Teaching

Teaching

Puppetry Workshops

GSW’s artistic experimentation feeds directly into teaching which happens in NYC and Dutchess County public schools, community settings and museums all over the world, at Festivals, in Universities, and in youth prison facilities.

GSW’s practice is grounded in the ethic of gathering – and sharing – skills, content, resources with each other, with our associates, with the communities we work with. It is a fully-embraced process – research-based, community-based, critical, with a full appreciation for the craft of puppetry and a sense of adventure in discovering its many developments across different traditions.

Mentoring younger artists is one of GSW’s core functions. We share physical space, tools and materials, as well as our history of investigating popular theater techniques, and our commitment to engaged content in our shows. We write about theater history and theory, teach in formal (classroom) and informal (workshop) settings, and consider the intersections of performance, social justice work and public space, believing that being part of a theater community can be a model for participating in democracy.

Toy Theater Workshops

In its Toy Theater Workshops, Great Small Works invites participants to create their own toy theater productions. The company has worked with kids, graduate students, artists, teachers, performers, and activists to teach the form and to make it accessible to a wide variety of practitioners. Workshops have taken place at Casteliers Festival in Montreal, the Museo de Culturas Populares in Coyoacan, Mexico City, and the National Theater Workshop for the Handicapped in Belfast, Maine. Tianan, Taiwan, Ko Festival in Amherst, MA (2019), Puppeteers of America’s bi-annual national festivals (2017 and 2019).

Great Small Works “Every Girl Loves Her Bag Productions” Puppetry workshop Riker’s Island, Rose M. Singer High School (2009)
Great Small Works “Milk Not Jails” / Tychist Baker (2020)
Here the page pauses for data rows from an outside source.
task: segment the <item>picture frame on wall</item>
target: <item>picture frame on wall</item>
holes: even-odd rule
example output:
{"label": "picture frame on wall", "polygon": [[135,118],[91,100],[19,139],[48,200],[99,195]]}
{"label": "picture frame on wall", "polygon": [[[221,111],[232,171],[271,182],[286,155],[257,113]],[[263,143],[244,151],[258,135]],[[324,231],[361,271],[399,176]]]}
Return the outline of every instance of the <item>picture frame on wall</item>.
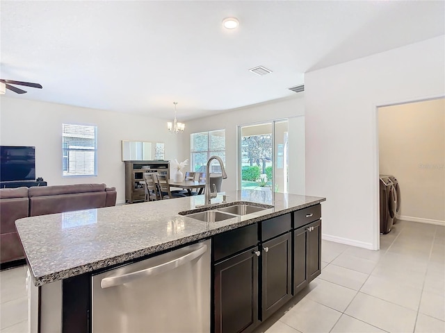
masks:
{"label": "picture frame on wall", "polygon": [[154,159],[163,160],[164,157],[164,144],[163,142],[156,142],[154,145]]}

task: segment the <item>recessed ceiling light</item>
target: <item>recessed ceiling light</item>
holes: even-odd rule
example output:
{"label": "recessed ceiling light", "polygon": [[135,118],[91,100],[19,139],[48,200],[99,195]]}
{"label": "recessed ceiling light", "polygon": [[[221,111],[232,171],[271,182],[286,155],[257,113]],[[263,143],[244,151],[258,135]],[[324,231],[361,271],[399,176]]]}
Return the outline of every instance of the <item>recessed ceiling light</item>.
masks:
{"label": "recessed ceiling light", "polygon": [[239,25],[236,17],[226,17],[222,20],[222,25],[227,29],[234,29]]}

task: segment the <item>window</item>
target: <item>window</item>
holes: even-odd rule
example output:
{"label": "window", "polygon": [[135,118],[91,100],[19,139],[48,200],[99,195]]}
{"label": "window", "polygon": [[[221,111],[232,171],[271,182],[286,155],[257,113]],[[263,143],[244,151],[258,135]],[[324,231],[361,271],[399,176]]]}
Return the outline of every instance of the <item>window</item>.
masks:
{"label": "window", "polygon": [[97,175],[97,126],[62,124],[63,176]]}
{"label": "window", "polygon": [[[213,155],[221,157],[225,166],[225,130],[192,133],[190,141],[192,171],[205,172],[207,161]],[[212,162],[211,172],[221,173],[218,161]]]}

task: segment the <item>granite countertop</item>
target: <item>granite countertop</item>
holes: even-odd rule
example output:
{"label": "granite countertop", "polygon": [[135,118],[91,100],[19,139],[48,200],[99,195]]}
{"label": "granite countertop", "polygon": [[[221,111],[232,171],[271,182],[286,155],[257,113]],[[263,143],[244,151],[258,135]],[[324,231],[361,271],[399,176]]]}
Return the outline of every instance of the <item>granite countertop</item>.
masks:
{"label": "granite countertop", "polygon": [[[31,276],[38,287],[325,200],[269,191],[241,190],[225,194],[228,203],[249,201],[274,207],[212,223],[178,214],[202,205],[202,195],[27,217],[15,223]],[[219,194],[212,203],[222,200]]]}

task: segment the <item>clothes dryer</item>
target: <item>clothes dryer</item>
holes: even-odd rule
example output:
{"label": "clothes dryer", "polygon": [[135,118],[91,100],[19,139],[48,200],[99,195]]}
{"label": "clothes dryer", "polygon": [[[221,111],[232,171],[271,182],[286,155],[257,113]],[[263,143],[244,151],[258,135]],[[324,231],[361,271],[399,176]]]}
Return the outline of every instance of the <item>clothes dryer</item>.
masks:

Puppetry Workshops In Jails and Detention Facilities

Great Small Works has been facilitating puppetry workshops in jails and youth detention facilities including Riker’s Island since the 1990’s. They work in close collaboration with formerly incarcerated artists and abolitionist organizations including Milk Not Jails, Release Aging People in Prison, The Justice Committee, Life Up/ Guns Down, and Carol Prud’homme Davis’s new organization, Inside Change.
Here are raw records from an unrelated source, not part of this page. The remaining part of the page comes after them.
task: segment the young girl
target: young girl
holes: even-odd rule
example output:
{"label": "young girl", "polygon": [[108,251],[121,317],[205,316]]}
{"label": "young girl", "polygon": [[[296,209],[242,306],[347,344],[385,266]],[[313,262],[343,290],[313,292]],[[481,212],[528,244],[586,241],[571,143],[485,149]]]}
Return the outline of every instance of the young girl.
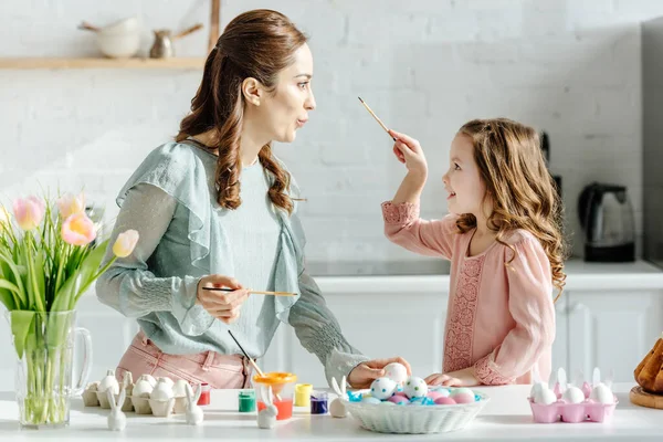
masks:
{"label": "young girl", "polygon": [[412,252],[451,261],[442,373],[429,385],[530,383],[550,373],[552,286],[565,284],[561,207],[537,133],[475,119],[451,144],[442,177],[451,214],[419,218],[428,166],[415,139],[390,131],[408,173],[382,203],[385,233]]}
GSW believes that an appropriate curriculum for these students and communities can only come from people who know the experience of incarceration intimately. Each teaching team forms a creative think tank. They combine the best of traditional puppet and visual theater techniques with the wisdom of people who have survived the carceral state, and want to support younger community members with their knowledge. The artistic approach holds the intense stress of the prison situation, but defends the rights of young people to play. Team members merge the powers of critical thought, artistry and belief in transformation to set the stage for this work. The students add the final spark of creative genius. Great joy is experienced by all when these bodies of knowledge come together.
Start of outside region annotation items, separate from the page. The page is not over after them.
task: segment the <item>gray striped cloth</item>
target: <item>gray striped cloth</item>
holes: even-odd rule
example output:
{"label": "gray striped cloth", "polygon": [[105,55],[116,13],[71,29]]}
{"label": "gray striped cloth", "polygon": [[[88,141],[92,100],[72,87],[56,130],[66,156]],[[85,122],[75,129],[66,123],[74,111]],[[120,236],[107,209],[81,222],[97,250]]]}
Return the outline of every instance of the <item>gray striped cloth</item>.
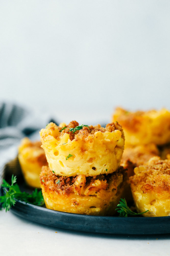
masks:
{"label": "gray striped cloth", "polygon": [[21,140],[25,137],[40,140],[39,131],[50,122],[56,123],[46,113],[0,103],[0,187],[7,163],[16,157]]}

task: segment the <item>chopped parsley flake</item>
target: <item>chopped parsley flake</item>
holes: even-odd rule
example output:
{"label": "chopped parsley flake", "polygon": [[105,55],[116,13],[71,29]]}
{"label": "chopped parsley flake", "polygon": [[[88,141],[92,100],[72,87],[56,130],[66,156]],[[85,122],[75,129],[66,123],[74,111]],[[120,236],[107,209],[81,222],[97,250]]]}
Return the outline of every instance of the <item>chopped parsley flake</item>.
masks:
{"label": "chopped parsley flake", "polygon": [[70,131],[71,132],[72,132],[73,133],[74,133],[76,131],[79,131],[79,130],[81,130],[81,129],[83,129],[83,127],[84,126],[88,127],[89,130],[90,130],[89,129],[89,127],[88,125],[86,125],[85,124],[82,124],[81,125],[80,125],[80,126],[76,126],[75,128],[70,128]]}
{"label": "chopped parsley flake", "polygon": [[69,159],[69,158],[70,158],[70,157],[71,157],[71,156],[73,156],[72,155],[71,155],[71,154],[69,154],[68,156],[67,156],[66,158],[66,160],[67,160],[67,159]]}
{"label": "chopped parsley flake", "polygon": [[64,130],[64,129],[66,129],[66,128],[67,128],[67,126],[65,126],[65,127],[63,127],[63,128],[62,128],[62,129],[61,129],[61,130],[60,130],[60,131],[59,131],[59,132],[61,132],[63,130]]}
GSW youth projects invite students to build their voices, and try on new attributes. Formerly incarcerated team members are credible messengers for problem solving techniques shared with youth, and families impacted by violence. Inside Change/GSW collaborations have included work with incarcerated youth at Horizons Detention Center in the South Bronx, and in public schools in Queens, Brooklyn and the Bronx.